By: Jen Wadkins
This is an in-depth notebook which explores the King County Housing Dataset through several different models. The notebook includes a thorough EDA and cleaning section, numerous visualizations, exploration of different models, feature selection and engineering methods, and a model stack to create the final model.
You can read my tutorial about simple model stacking on Medium: https://towardsdatascience.com/simple-model-stacking-explained-and-automated-1b54e4357916
- Data Cleaning
- Exploratory Data Analyis
- Data Visualization
- Feature Selection and Engineering
- Model Selection and Tuning
- Model Stacking
- What are the primary factors influencing housing prices in the King County metro area?
- Can we effectively use a regression model based system for realtors to determine a proper list price?
We use the OSEMN for Data Science to organize the project.
- Obtain Data: Source data from King County
- Scrubbing/Cleaning Data: Clean and prepare data for model processing
- Exploring/Visualizing the Data: Perform EDA on data
- Model: Iteratively explore different models
- Analysis: Analyze and explain results
-
Project Overview
- Table of Contents
- Objective
- Package Imports
- Notebook Functions
-
Obtaining our Data
-
Scrubbing/Cleaning Data
- Checking Time Series
- Duplicate Data
- Outlier Detection
- Binary Data
-
Exploring/Visualizing Data
- Study Target Variable
- Create Holdout Set
- Feature Engineering
- Correlations and Multicollinearity
- Polynomial Relationships
- Visualize Categoricals
- Visualize Continuous
- Feature Interactions
-
Cleaning Final Data
- Standardize and Transform
- Add Polynomial Features
- Process Test Set
- Create Train/Test Final Set
-
Modeling
- Spot Check Models
- Feature Selectors
- Spot Check Evaluation
- Final Model Setup
- Prepare Testing Assets
- Get OOF Predictions
- Run Stack Selector
- Prepare Final Assets
- Final Model Evaluation
- Spot Check Models
-
Analysis
-
APPENDIX
Our final model utilizes a combination of continuous variables and one-hot-encoded categoricals to produce a stacked model with R^2 of 89.78%, a mean absolute error of 47.2k, and a root mean squared error of 74k. I tried several different zip code transformations including polynomial features, mean target encoding, lower-granularity binning, and median rank as a continuous, and ALL of these efforts resulted in a lower R^2 and higher mean absolute error, leading to a final decision to one-hot encode all 70 zip codes individually. Similar efforts on other categoricals such as age and month sold also did not improve the model over one-hot encoding. This resulted in the greatest accuracy despite a model that is more "messy" with a large number of features.
As square footage increases so does quality of materials. Most importantly you can see the upward price trend with both increased square footage and materials grade. I was intrigued that our lower bound of data points is very linear, but as our square footage increases, the upper bound gradually breaks away with higher variance.
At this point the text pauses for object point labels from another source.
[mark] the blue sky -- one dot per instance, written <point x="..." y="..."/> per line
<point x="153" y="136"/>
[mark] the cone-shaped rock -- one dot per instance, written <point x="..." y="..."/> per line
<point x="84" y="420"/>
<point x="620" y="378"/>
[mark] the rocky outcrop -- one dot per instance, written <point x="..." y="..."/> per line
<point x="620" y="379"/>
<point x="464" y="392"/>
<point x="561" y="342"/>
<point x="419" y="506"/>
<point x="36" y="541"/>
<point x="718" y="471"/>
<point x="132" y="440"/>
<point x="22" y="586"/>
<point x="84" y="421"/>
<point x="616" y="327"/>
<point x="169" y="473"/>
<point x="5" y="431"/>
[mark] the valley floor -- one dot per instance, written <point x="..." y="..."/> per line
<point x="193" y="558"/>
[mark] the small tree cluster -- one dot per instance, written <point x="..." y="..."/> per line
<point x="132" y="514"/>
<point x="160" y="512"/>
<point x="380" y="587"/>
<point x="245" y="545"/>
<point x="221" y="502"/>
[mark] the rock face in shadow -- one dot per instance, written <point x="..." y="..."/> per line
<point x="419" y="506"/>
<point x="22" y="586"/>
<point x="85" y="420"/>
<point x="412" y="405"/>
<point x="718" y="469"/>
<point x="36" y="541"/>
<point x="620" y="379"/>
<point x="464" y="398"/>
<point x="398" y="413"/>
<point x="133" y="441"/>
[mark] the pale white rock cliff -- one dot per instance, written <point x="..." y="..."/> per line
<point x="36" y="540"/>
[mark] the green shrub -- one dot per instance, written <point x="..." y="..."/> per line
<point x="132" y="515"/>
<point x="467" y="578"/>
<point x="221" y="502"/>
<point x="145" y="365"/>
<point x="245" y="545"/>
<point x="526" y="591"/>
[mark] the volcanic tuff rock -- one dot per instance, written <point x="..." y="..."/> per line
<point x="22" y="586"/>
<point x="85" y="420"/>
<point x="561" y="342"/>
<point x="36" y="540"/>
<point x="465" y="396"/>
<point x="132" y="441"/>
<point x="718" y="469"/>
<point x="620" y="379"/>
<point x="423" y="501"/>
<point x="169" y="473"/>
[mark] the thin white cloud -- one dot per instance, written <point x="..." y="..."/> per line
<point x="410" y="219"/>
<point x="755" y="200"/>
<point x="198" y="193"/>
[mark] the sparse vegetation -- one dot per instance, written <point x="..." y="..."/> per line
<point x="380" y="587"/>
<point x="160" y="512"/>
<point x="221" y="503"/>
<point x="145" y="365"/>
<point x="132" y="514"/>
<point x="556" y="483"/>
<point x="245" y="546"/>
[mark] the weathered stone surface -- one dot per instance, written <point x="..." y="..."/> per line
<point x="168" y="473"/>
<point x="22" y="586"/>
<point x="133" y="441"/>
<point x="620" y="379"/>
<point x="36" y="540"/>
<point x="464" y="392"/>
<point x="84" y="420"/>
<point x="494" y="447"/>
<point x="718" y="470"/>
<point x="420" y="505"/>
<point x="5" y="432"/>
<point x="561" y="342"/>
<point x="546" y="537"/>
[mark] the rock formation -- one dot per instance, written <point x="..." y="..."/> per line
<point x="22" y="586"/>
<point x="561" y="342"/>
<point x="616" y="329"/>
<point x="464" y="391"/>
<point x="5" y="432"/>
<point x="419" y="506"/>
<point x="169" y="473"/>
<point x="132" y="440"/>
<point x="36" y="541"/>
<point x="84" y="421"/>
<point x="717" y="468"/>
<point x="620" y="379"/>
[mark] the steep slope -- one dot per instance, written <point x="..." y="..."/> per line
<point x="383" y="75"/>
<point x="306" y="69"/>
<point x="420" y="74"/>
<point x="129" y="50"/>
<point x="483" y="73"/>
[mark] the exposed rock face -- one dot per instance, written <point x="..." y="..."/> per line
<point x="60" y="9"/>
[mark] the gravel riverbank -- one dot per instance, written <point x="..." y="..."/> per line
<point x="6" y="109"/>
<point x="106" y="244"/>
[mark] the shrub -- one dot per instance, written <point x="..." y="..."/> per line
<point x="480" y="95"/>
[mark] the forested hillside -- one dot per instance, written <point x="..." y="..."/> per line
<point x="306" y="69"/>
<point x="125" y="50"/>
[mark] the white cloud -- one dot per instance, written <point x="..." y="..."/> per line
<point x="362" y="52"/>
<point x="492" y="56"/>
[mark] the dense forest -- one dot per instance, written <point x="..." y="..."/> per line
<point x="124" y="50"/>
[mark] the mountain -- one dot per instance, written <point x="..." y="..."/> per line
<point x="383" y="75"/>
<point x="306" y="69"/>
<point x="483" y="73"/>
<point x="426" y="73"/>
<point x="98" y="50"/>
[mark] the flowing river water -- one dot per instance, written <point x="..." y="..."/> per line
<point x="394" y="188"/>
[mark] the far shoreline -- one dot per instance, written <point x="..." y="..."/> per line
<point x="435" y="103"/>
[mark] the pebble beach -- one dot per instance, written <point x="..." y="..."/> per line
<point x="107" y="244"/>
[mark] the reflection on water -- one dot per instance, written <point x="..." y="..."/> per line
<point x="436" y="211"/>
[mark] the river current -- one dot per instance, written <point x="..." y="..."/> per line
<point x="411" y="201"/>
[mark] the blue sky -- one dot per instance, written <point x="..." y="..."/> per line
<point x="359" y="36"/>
I ranked the 70 zip codes in King County by median home value, and used those ranks to color our data points. Our low median zip codes have a low price per square footage, and price per square foot increases with zip code median, which makes sense, but also shows the importance of zip code to pricing. I found it interesting that while most zip codes exhibit a clear trend of price per square foot decreasing with increased total square footage, which is entirely normal, certain very high value zip codes seem to retain their high price per square foot regardless of total square footage. Certain zip codes seem immune to the usual price per square foot decay.
As they say, location is everything, and it is the primary influencing factor for a home price in the King County metro area. Our darkest areas, and therefore highest value sales, are clustered in and around Seattle to the west of Lake Washington and into the eastern lake cities of Bellevue and Redmond which are the technical employer hubs of the region. As we move away from Seattle and the tech hubs into the suburbs, our prices clearly go down.
These three features alone explain 85% of the price variance.
Can we effectively use a regression model based system for realtors to determine a proper list price?
Our model, while explaining over 89.78% of the price variance with our features, was nonetheless far from accurate in absolute terms. A mean average error of 47.2k in either direction is a huge variance to a home price - one that is so large that it renders the prediction much less meaningful and useful. Other models need to be explored, better data needs to be sourced, or easy-to-use features that an average realtor is capable of evaluating/acquiring should be added to the model to improve its predictive quality. The model is providing at best a baseline starting point.